Server Infrastructure Deployment on any cloud with minimal repetitive resources are the most important tasks for any DevOps Engineer.
For deploying production servers on AWS, Below is the infrastructure design which will be best suited for low cost and smooth running performance.
The design was made by keeping 99.9% security in my mind where none of the security group or resources was exposed to the world apart from TCP port (443) and UDP port (1194).
Resources Used on AWS with descriptions :
Two Reserved M4 instances in each region (Oregon, Mumbai).
The instances are basically in Auto Scaling Group where it will automatically get scaled once the CPU usage and Memory Usage reached beyond the threshold.
I have an individual security group with its service name ( for EC2 we have SG with name “app-internal”, and for internal load balancer we have SG with a name “app-internal-load balancer” ) and so on.
Each SG have only ports open which are used to connect to certain AWS resources like RDS, Elastic Cache and Elastic Search and none of the ports are open publically whereas only accessible in the local subnet in VPC’s.
A classic load balancer was used internally to route the request from main ALB to EC2 server.
I have two VPC’s in the Oregon region:
a) VPC (A) for EC2 instance, elastic cache and elastic search.
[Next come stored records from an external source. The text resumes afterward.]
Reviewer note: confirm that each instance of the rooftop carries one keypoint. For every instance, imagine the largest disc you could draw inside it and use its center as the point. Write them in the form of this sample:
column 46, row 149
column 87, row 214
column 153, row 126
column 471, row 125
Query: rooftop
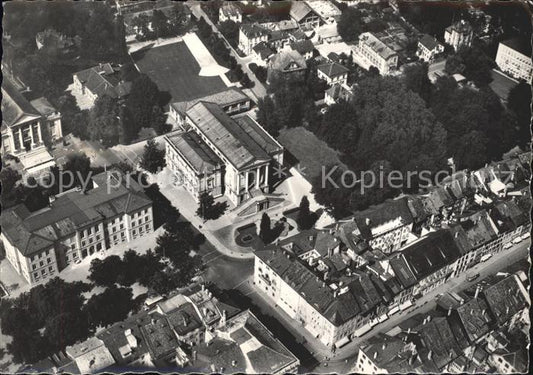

b) VPN VPC for VPN EC2 server (t2.medium)
And also have one VPC in Mumbai region:
a) VPC (B) for EC2 instance.
ALB was internet facing, with its security group on which only TCP port 443 was open.
Redis server was used for caching lies in Oregon within app-internal SG and VPC(A).
Elastic Search lies in Oregon within app-internal SG and VPC(A).
Cloudwatch dashboard was created for monitoring all the AWS services running (like EC2, RDS and ALB).
Alarms are active to notify SNS subscriber for any incidents occur.
SNS service was active to notify third-party apps for incident monitoring and maintenance status.
Rather taking direct access to any server or resources from outside (Publically) on ssh, I have closed all the ssh port on each resource for public access, it was only open for internal subnets and SG. I am using VPN SSL/TLS encrypted tunnel which requires it’s own port to connect to VPN server, once you will be connected to VPN server, you will become the owner of all the resources, but here’s the tweaks may be (0.1 %) of chance to break the TLS security to take the access of VPN server which is equal to impossible but for any reason if hackers succeeded, now for taking the access of the resources from VPN server you will need private PEM file with individual usernames, and in above design all the EC2 instances are protected with CIS guidelines ( Server Hardening). So I assume it’s difficult to invade.
RDS data are also encrypted as encryption was enabled on each individual database, with no public access while it’s only accessible through EC2 for CURD operations.
I have used VPC peering here so that we can make Elastic Cache and Elastic Search accessible to all-region across AWS.
Apart from that, VPC peering was also done with VPN VPC and two other VPC from Oregon and Mumbai region to make services accessible to VPN server.
WAF services are also enabled and attached to Application LoadBalancer (ALB) to protect cross-site scripting, database query attack and region-specific attack.
Guard Duty services are also enabled in the region to keep on monitoring the resources in the region.
Alarms implemented to continuously monitor our domain on 443 or 80. The above infrastructure design was cent per cent risk-free in every circumstance whether comparing with performance, health, security, alerts and resource optimisations.